In the book “Crucifixion. Origins and history of torture”the writer Luis Antequera retraces in detail the phases, the protagonists and the variations of one of the cruelest punishments that have ever existed.

The confidential catalogs the book as the result of a rigorous investigation which reveals the details and meaning of a penalty which was applied from ancient Rome to Japan via Spain, where in 1066 in Granada (then under Arab domination) a massive crucifixion of Jews. . And that hellish punishment is still used today.

As told by the writer Antequera The confidential, “The torture of crucifixion was very different from one person to another.

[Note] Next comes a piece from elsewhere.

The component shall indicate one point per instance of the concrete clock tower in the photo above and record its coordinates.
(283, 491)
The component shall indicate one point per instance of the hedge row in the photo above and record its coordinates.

There were inmates who died of suffocation, others devoured by dogs, others from cold, from thirst… The crucifix was helpless, impotent, and many times at the mercy of crows and parasites».

And he explained: “At least, the death did not occur until after 24 hours. But there is testimony that speaks of a crucifixion in which those sentenced to that penalty, a Christian couple, took nine days to die. They crucified them, one in front of the other, so that the husband could see the sufferings of his wife and hers.

Saint John the Evangelist, the youngest apostle of Jesus./ Painting: Triptych of the Crucifixion, by Rogier van der Weyden.  On the Web Art Gallery.

Saint John the Evangelist, the youngest apostle of Jesus./ Painting: Triptych of the Crucifixion, by Rogier van der Weyden. On the Web Art Gallery.

The Jews and the Crucifixion

For the Antequera researcher, Judaism in its sacred texts only admits the crucifixion of corpses, never of living people. And remember that the Pentateuch, for example, accepts that a person be stoned or beheaded and, only once dead, crucified.

The Pentateuch or “Torah” (in Hebrew) is the set of the first five books of the Bible, which are: Genesis, Exodus, Leviticus, Numbers and Deuteronomy.

“However, the Judeo-Roman wars, which lasted two centuries, favored a cultural transmission between the two peoples. And the Jews, despite what their laws dictate and how distant crucifixion was from their culture, ended up practicing it,” Antequera points out.

Antequera says it there were many more Jews who underwent the crucifixion of those who used it against others. “Indeed, Jesus Christ should not have suffered the penalty of crucifixion, but summary stoning, without trial. But, when Pontius Pilate was in Jerusalem and it was Passover, he ended up being crucified ».